When you give your child a directive, make sure that you mean it. Say the command clearly and firmly. Kids know a phony when they see one. If you tell your child to do something, and you have no intention of making sure that the direction is followed, the direction will NOT be followed! Try the following steps when giving a command:
• Make sure your child is looking at you
• Give the command
• Wait silently for compliance (30 seconds or so)
• Impose an immediate consequence if the command is not followed.
For example, “Your bathing suit belongs in the laundry room. Please hang it up now.” (Wait 30 seconds) “If you don’t pick your bathing suit up now, the TV goes off for the rest of the afternoon.” If the bathing suit is not picked up, “I am turning off the television because you haven’t picked up your bathing suit”.
5. Tell your child what you want him/her to do, not just what you don’t want him/her to do.
Establish the behavioral expectations up front whenever possible. The clearer you can be up in advance of a situation with your vision of good behavior, the easier it is for your child to make good choices. Then, when your child still flounders (which he/she will), you’ll have the guidelines to fall back on. Help your child replace bad behavior with alternative positive choices, like:
• Instead of, “Don’t yell!” say, “Please use inside voices.”
• Instead of, “Stop running in the house!” say, “Please walk.”
• Instead of, “Don’t use that tone with me!” say, “When you speak to me with respect, then I will listen to you.”
6. Put responsibilities before rewards.
Work first. Play later. My parents lived by this credo and enforced it with my brother, sister, and me. “You must finish your homework before you go out and play”. “You must clean your room before you leave for basketball practice”. “You must earn some money before you can spend it.” Now I can see how invaluable it is to establish a strong work ethic in our kids. Kids naturally want to skip to the playing part. The “You must…before you…” method of establishing self-discipline is a powerful one. Kids learn that rewards come as a direct result of fulfilling responsibility. When your child doesn’t earn a privilege because he/she did not fulfill a responsibility, empathize with his/her feelings of disappointment but, whatever you do, follow through on your initial directive.
7. Set logical consequences.
Logical consequences are the real-life results of bad behavior. Kids need to know that their choices have direct results which affect them.

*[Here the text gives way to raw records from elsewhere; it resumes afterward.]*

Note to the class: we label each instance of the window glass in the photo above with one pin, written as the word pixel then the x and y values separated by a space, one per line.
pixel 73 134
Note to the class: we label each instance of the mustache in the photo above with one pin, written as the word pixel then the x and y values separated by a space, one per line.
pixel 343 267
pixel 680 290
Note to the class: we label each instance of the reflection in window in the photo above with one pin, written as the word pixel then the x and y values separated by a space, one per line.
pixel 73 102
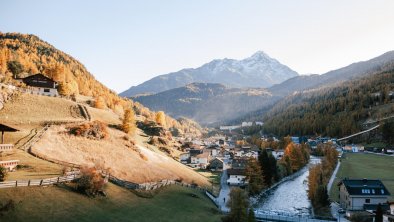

For example, if your child is slow to get to bed at bedtime, he/she will have to go to bed early the next night.
8. Give choices.
Give your child choices without resorting to negotiating with him/her or breaking the rules you’ve established. Kids of all ages enjoy choices. For example, “Light are out at 9:30. Would you like to read in bed or in the armchair at 9:00?”
9. Use “I” messages
When you say “I feel…” rather than “You did…” or “You are a….” you are more likely to get cooperation and less likely to make someone defensive and resistant. Try saying, “I’m upset that you didn’t listen to me when I asked you not to bounce the ball in the house” rather than “You never listen to me. You could have killed someone bouncing that thing in here!” As a reminder, “I feel you are a big jerk” is not an appropriate use of the “I feel” statement. You must follow “I feel…” with an actual feeling.
10. Maintain consistency and follow through.
What’s that expression? “Say what you mean and mean what you say.” There really is no way for a child to understand this concept unless you are unwavering in enforcing rules and consequences. It’s easier to establish rules and expectations than it is to make sure they are being followed. While it’s impossible to be perfectly consistent, consistency is a beneficial goal to work towards.
Maintaining discipline throughout these summer months may be challenging, but the strategies above can help you manage your child more easily and effectively. Give them a try!